Saturday, April 25, 2009

Discomfort in indifference

I was at the madrassa a few days ago for my usual week-day Quranic exegesis class with the Maulvi. There were two other female students in the class with me (the number of students, aside from me, who sit in on these classes varries considerably). At the end of the class the Maulvi asked if anyone of us had any questions. One of the other women asked the Maulvi what were the consequences if a Muslim in jest and without thinking declared themself to be a non-believer (kafir). The Maulvi thought about this a bit and said that declaring unbelief was tantamount to regecting Islam, and that one would have to formally accept the faith again if they wished to avoid eternal hell-fire. The woman grew visibly distressed at this--she flushed, tears trickled down her cheeks, she began to mumble that she had spoken without thinking, just for fun, and had not realized the enormity of what she'd done. She had clearly been thinking about this for a while and had come to class solely to pose this question to the Maulvi. And now her anguish at the thought that she had somehow rejected her faith, that she had risked being relegated to hell, was palpable.
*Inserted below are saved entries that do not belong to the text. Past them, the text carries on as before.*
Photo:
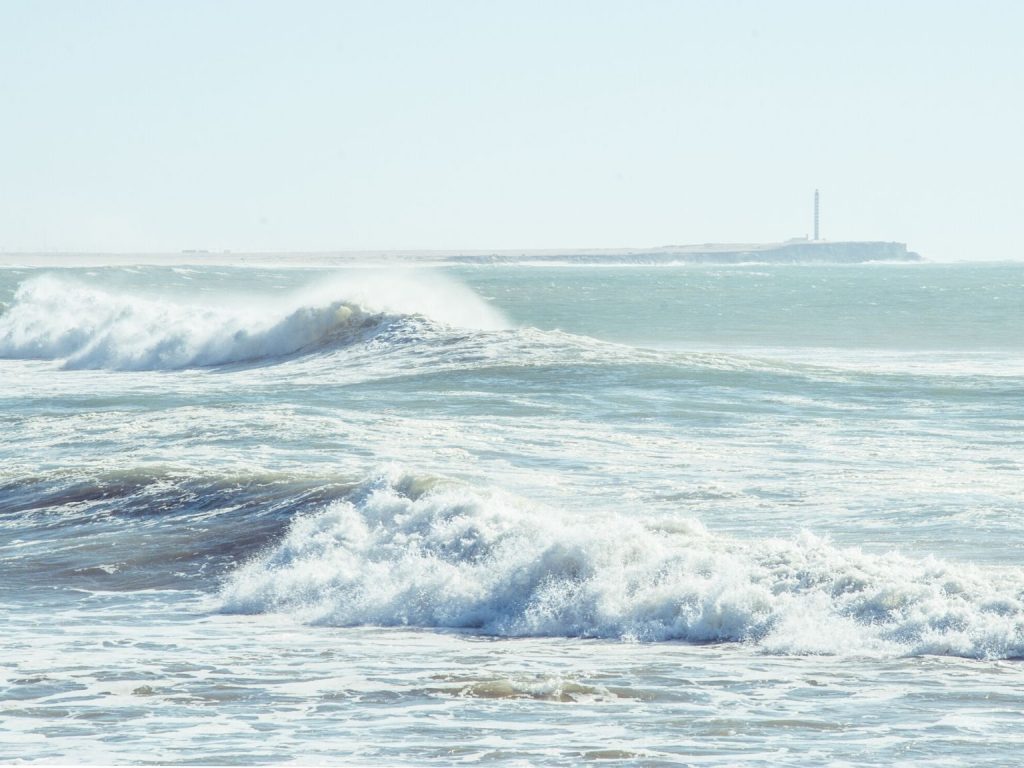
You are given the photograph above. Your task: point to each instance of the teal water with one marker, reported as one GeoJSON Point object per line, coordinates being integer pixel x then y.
{"type": "Point", "coordinates": [767, 515]}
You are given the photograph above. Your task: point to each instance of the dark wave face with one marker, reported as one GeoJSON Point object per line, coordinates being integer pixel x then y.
{"type": "Point", "coordinates": [403, 550]}
{"type": "Point", "coordinates": [538, 480]}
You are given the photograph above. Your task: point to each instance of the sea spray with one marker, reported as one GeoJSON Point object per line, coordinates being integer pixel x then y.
{"type": "Point", "coordinates": [86, 327]}
{"type": "Point", "coordinates": [403, 550]}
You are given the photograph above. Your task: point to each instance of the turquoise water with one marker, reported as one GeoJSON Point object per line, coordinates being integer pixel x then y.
{"type": "Point", "coordinates": [767, 515]}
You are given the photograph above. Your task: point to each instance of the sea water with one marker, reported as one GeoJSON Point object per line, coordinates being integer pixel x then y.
{"type": "Point", "coordinates": [515, 515]}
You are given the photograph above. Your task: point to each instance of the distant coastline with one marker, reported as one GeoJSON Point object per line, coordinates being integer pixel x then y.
{"type": "Point", "coordinates": [788, 252]}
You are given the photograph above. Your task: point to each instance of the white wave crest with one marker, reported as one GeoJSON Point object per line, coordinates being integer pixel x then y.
{"type": "Point", "coordinates": [54, 317]}
{"type": "Point", "coordinates": [416, 552]}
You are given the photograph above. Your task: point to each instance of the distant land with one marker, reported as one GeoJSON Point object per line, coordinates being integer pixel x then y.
{"type": "Point", "coordinates": [790, 252]}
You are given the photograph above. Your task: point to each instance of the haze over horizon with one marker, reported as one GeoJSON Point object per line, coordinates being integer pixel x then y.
{"type": "Point", "coordinates": [317, 126]}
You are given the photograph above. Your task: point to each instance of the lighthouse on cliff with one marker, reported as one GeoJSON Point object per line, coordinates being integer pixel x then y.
{"type": "Point", "coordinates": [816, 233]}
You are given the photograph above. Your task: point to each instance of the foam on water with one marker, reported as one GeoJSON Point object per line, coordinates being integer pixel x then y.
{"type": "Point", "coordinates": [416, 551]}
{"type": "Point", "coordinates": [85, 327]}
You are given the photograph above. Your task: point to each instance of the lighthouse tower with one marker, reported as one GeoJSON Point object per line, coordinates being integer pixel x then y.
{"type": "Point", "coordinates": [816, 233]}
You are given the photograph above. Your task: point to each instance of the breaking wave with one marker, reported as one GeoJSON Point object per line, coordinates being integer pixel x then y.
{"type": "Point", "coordinates": [412, 551]}
{"type": "Point", "coordinates": [84, 327]}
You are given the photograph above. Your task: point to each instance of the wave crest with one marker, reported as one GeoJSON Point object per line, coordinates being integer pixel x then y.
{"type": "Point", "coordinates": [85, 327]}
{"type": "Point", "coordinates": [406, 551]}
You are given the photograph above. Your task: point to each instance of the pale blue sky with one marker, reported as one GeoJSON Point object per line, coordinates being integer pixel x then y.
{"type": "Point", "coordinates": [159, 126]}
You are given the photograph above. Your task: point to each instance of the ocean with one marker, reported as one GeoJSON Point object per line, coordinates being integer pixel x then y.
{"type": "Point", "coordinates": [512, 514]}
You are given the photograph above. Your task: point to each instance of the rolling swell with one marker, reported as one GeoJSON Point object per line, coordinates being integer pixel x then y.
{"type": "Point", "coordinates": [402, 550]}
{"type": "Point", "coordinates": [147, 527]}
{"type": "Point", "coordinates": [85, 327]}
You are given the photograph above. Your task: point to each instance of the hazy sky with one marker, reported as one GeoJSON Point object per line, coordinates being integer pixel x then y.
{"type": "Point", "coordinates": [159, 126]}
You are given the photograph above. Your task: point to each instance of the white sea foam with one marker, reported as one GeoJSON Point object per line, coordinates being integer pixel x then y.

For those brief moments that I was witness to this ordeal I was suddenly made aware of that great chasm that lay between us. It was not the divide between belief and disbelief, between an unreserved faith in the existence of something and an unerring faith in its non-existence. The chasm was one between faith and indifference. Here was someone who was so vested to her identity as a believer, and so intensely feared the consequences of disbelief...her fear, her repentence, and genuine sorrow at her error were so raw and visible. And here was I, who did not even give these notions the dignity of disbelief. I thought about them in academic terms, as things others believed in, as concepts that moved others, but not me. At a personal level, I care little about acts of faith and disbelief, of how things spiritual and supernatural shape me and my life.
How could I care so little about something that meant literally everything to someone else? Never has my indifference towards the sacred left me in a state of such disquiet.